Tfeila, la grande dame au Paradis

Tfeila, la grande dame au ParadisTraversées Mauritanides – Tfeila, la Grande dame est au Paradis, est un roman de Dr Zeinebou Mint Sidoumou. En attendant une prochaine présentation et dédicace par l’auteure, Ahmed Mahmoud Mohamed dit Jemal nous offre sa lecture avisée de l’œuvre qui enrichit nos publications.

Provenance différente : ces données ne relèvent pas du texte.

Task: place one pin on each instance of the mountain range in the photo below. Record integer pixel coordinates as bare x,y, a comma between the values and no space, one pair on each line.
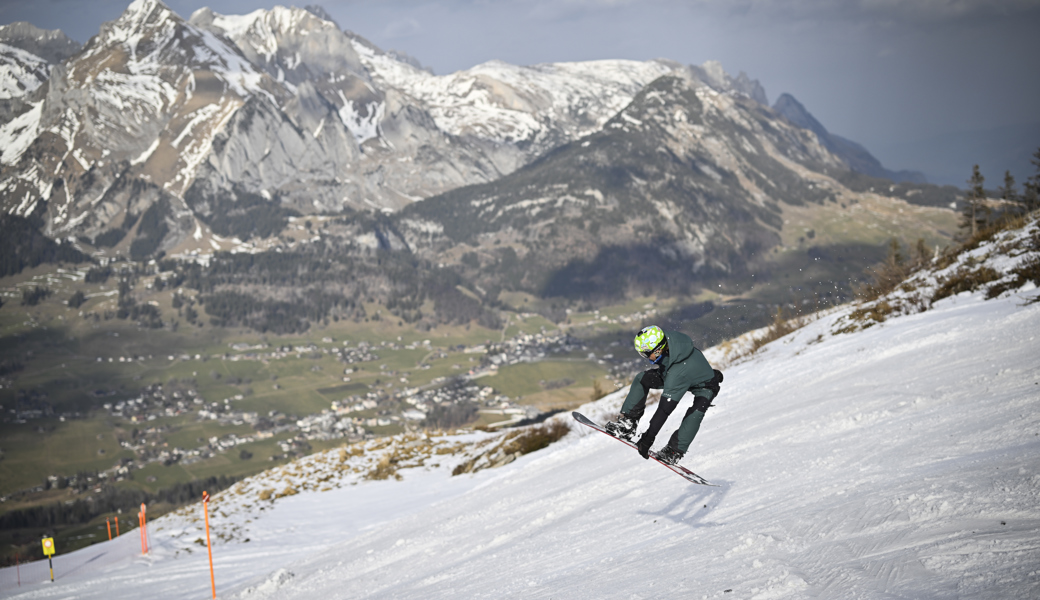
179,136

Le Professeur Zeinebou Mint Sidoumou a eu la délicatesse de me dédicacer son ouvrage, Tfeila, la Grande dame est au Paradis. J’ai eu ainsi l’honneur d’être parmi les premiers lecteurs de cette œuvre de 434 pages, préfacé par le Professeur Mohamed Yehdih Tolba et postfacé par le regretté Mohamed Said Hamody.

J’ai parcouru sans lassitude cet inépuisable trésor de sagesses, de contes, d’anecdotes, d’histoires, de toponymie, de typologie, de politique, d’échanges commerciaux, de troc, de récits sur l’esclavage, sur les caravanes, sur l’urbanisation, sur l’émancipation de la femme, de cours sur l’éducation, l’agriculture, la transhumance, le foncier, pour ne citer que ceux-là.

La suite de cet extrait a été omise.